Sony siempre se ha caracterizado por ir contra los usuarios (¿recuerdas lo del rootkit?) y hackers (como comento en el párrafo de "Muchos piensan que el establecer a Sony como un objetivo comenzó con lapublicación del grupo fail0verflow de la grave vulnerabilidad en el sistema de seguridad de la PlayStation 3 en la pasada 27C3, o la posterior persecución a George Hotz "GeoHot")No se trata de ir contra la marca por tener las televisiones 200 euros más caras que el resto, si no que la crispación general comienza con lo que ha estado ocurriendo con los abogados de Sony contra GeoHot y fail0verflow (el caso ya llamado SonyGate). Tienen que ir por ahí los tiros.

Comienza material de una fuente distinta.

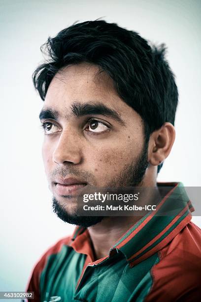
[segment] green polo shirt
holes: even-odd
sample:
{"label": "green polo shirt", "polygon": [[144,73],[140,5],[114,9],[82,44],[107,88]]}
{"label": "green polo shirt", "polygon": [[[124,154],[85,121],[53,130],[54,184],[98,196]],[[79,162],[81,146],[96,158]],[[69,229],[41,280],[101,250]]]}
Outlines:
{"label": "green polo shirt", "polygon": [[156,302],[201,297],[201,230],[190,221],[193,207],[185,190],[181,195],[180,190],[177,211],[171,216],[156,215],[174,202],[173,193],[176,196],[183,186],[158,185],[173,188],[107,256],[94,261],[89,232],[81,226],[50,248],[27,287],[34,292],[34,301]]}

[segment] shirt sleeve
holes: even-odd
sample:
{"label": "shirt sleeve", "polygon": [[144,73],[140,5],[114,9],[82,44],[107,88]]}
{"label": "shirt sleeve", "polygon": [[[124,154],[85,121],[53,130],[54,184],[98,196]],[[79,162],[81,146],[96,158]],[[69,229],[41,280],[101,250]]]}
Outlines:
{"label": "shirt sleeve", "polygon": [[42,270],[45,266],[49,257],[58,253],[64,244],[67,244],[71,236],[65,237],[59,240],[49,248],[42,256],[34,267],[26,290],[26,292],[34,292],[34,300],[28,299],[29,302],[40,302],[40,278]]}

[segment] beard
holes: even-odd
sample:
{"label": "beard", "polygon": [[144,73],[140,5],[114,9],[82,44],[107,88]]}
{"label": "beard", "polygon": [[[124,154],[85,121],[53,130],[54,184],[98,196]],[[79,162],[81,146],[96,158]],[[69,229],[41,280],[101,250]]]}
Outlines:
{"label": "beard", "polygon": [[[147,154],[148,142],[148,140],[145,140],[142,151],[139,156],[128,164],[118,175],[110,180],[106,187],[139,187],[142,185],[143,179],[149,164]],[[69,214],[66,209],[65,204],[61,204],[54,196],[52,198],[52,201],[53,211],[59,218],[67,223],[88,227],[100,222],[106,217],[79,216],[77,206],[72,208]]]}

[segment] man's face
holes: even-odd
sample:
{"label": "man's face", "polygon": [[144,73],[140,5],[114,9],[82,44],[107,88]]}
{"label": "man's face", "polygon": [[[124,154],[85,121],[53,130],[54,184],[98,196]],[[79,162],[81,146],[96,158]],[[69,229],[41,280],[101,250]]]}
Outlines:
{"label": "man's face", "polygon": [[85,63],[61,71],[40,114],[55,211],[67,222],[86,226],[102,218],[85,224],[86,217],[77,217],[74,201],[80,190],[140,185],[148,164],[141,118],[117,95],[108,76],[98,71]]}

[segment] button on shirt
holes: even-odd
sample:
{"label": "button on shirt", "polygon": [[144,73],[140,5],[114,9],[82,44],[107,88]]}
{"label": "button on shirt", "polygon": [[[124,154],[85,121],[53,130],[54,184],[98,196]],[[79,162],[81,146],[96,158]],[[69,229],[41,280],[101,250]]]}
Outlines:
{"label": "button on shirt", "polygon": [[[157,185],[172,189],[107,256],[94,261],[88,231],[82,226],[50,248],[34,267],[27,289],[34,292],[34,301],[201,301],[201,229],[191,221],[194,209],[184,189],[181,195],[181,183]],[[179,196],[178,210],[157,216],[174,202],[172,196]]]}

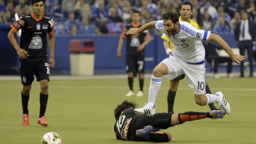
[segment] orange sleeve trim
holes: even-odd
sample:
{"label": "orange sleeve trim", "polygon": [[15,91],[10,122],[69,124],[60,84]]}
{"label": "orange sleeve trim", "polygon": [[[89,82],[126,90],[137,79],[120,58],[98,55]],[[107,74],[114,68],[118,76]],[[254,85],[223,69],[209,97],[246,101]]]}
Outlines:
{"label": "orange sleeve trim", "polygon": [[47,33],[49,34],[52,34],[53,33],[53,31],[52,31],[51,32],[47,32]]}
{"label": "orange sleeve trim", "polygon": [[126,36],[124,35],[123,34],[121,34],[121,37],[123,38],[126,38]]}
{"label": "orange sleeve trim", "polygon": [[17,30],[17,29],[15,29],[15,28],[14,27],[14,26],[13,25],[10,25],[10,26],[11,28],[11,29],[12,29],[12,30],[13,30],[13,31],[14,31],[15,32],[15,33],[17,33],[17,32],[18,32],[18,30]]}

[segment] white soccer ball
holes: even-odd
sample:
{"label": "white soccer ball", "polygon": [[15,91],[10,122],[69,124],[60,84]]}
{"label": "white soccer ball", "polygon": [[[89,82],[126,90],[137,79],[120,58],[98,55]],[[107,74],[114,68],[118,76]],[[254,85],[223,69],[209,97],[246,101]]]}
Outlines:
{"label": "white soccer ball", "polygon": [[46,133],[43,137],[41,143],[42,144],[61,144],[61,140],[57,133],[50,132]]}

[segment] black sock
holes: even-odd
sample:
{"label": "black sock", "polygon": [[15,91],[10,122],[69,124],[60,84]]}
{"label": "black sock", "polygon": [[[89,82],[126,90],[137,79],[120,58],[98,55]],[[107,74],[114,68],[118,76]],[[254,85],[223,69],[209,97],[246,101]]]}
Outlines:
{"label": "black sock", "polygon": [[168,136],[164,133],[149,133],[149,137],[151,141],[154,142],[168,142]]}
{"label": "black sock", "polygon": [[21,92],[21,104],[22,106],[23,114],[29,115],[29,110],[28,109],[28,104],[29,100],[29,94],[27,96],[24,95]]}
{"label": "black sock", "polygon": [[170,90],[168,92],[167,96],[167,102],[168,105],[168,112],[173,111],[173,105],[175,98],[176,92],[173,92]]}
{"label": "black sock", "polygon": [[143,84],[144,83],[144,79],[139,79],[139,90],[143,91]]}
{"label": "black sock", "polygon": [[40,112],[39,113],[39,118],[44,116],[44,113],[46,110],[47,105],[48,95],[45,95],[40,93]]}
{"label": "black sock", "polygon": [[[211,90],[210,89],[210,88],[208,85],[206,85],[206,93],[209,93],[210,94],[212,94],[212,92],[211,92]],[[210,107],[210,109],[211,109],[211,110],[217,110],[217,108],[214,106],[214,103],[211,103],[208,104],[209,107]]]}
{"label": "black sock", "polygon": [[188,111],[182,114],[179,114],[178,118],[180,123],[182,124],[186,121],[192,121],[206,118],[213,118],[209,112],[196,112]]}
{"label": "black sock", "polygon": [[133,83],[133,77],[128,78],[128,83],[129,84],[129,87],[130,88],[130,90],[133,91],[132,84]]}

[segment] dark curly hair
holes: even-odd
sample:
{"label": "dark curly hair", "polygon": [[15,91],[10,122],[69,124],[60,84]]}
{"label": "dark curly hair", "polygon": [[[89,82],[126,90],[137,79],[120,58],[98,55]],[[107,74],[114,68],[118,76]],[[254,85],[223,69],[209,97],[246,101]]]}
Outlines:
{"label": "dark curly hair", "polygon": [[42,1],[43,2],[43,4],[44,4],[46,0],[31,0],[31,4],[33,5],[35,2],[37,2],[41,1]]}
{"label": "dark curly hair", "polygon": [[179,16],[175,12],[169,11],[163,14],[163,18],[164,20],[171,20],[172,23],[175,24],[179,22]]}
{"label": "dark curly hair", "polygon": [[123,101],[121,105],[117,106],[116,109],[114,110],[115,118],[116,118],[116,120],[118,119],[120,115],[121,115],[122,112],[126,109],[131,107],[136,108],[137,106],[138,105],[137,103],[134,101],[129,101],[128,100],[126,100]]}

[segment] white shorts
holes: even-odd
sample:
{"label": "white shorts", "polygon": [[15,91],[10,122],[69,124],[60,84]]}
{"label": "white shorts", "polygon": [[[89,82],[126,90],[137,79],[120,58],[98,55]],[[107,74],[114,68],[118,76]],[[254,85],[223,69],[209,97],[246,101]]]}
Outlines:
{"label": "white shorts", "polygon": [[169,70],[167,78],[170,80],[185,74],[188,84],[194,89],[196,94],[205,93],[205,65],[202,64],[194,64],[187,63],[173,56],[166,58],[161,62],[167,66]]}

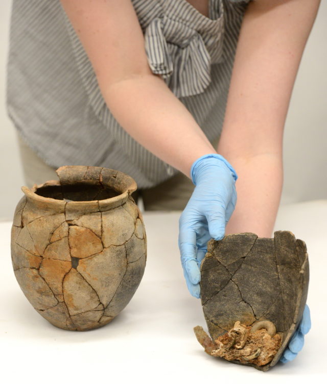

Ignacio Agulló Sousa dijo...

Muy completo.  Por cierto que este sistema de comentarios 2.0, Disqus, funciona bien pero se lleva mal con NoScript (una extensión de Firefox que todos usamos, ¿verdad?).  Los comentarios no se ven a menos que hagas "Permitir temporalmente toda la página"... y después lo vuelvas a hacer una segunda vez.

Madrikeka dijo...

La verdad que a Sony le debería costar lavarse mucho mas la cara de lo que le va a costar, ya que muchos usuarios están super contentos con que les regalan 3 juegos.

Espero que las denuncias a Sony sigan adelante y les peguen sablazos en cada país.

si, soy mala XD, pero es así, ya que se las dan de profesionales y parece ser que se han dejado muchas cosas en el tintero.

Invitado dijo...

Siempre muy interesantes los artículos que publican.
Thanks

pd: Agradecería mucho si pudieran habilitar un tema para móviles...

AAAAAAAAAAAAA dijo...

Seguro que los ataques a Sony están patrocinados y financiados por los cochinos, sucios, apestosos e inútiles de M$. Es lo único que saben hacer bien: Malas artes y juego sucio, pq de sus productos lo único que se puede decir es que son una mala copia de los verdaderos innovadores.

Muerte a M$ y sus apestosas artimañas no-comerciales (por que precisamente es lo que hacen, restringir la innovación y el verdadero limpio y saludable comercio).

¿Por qué ese grupo no se ceba con M$?. Está claro, porque no darían abasto con la cantidad de vulnerabilidades que encontrarían.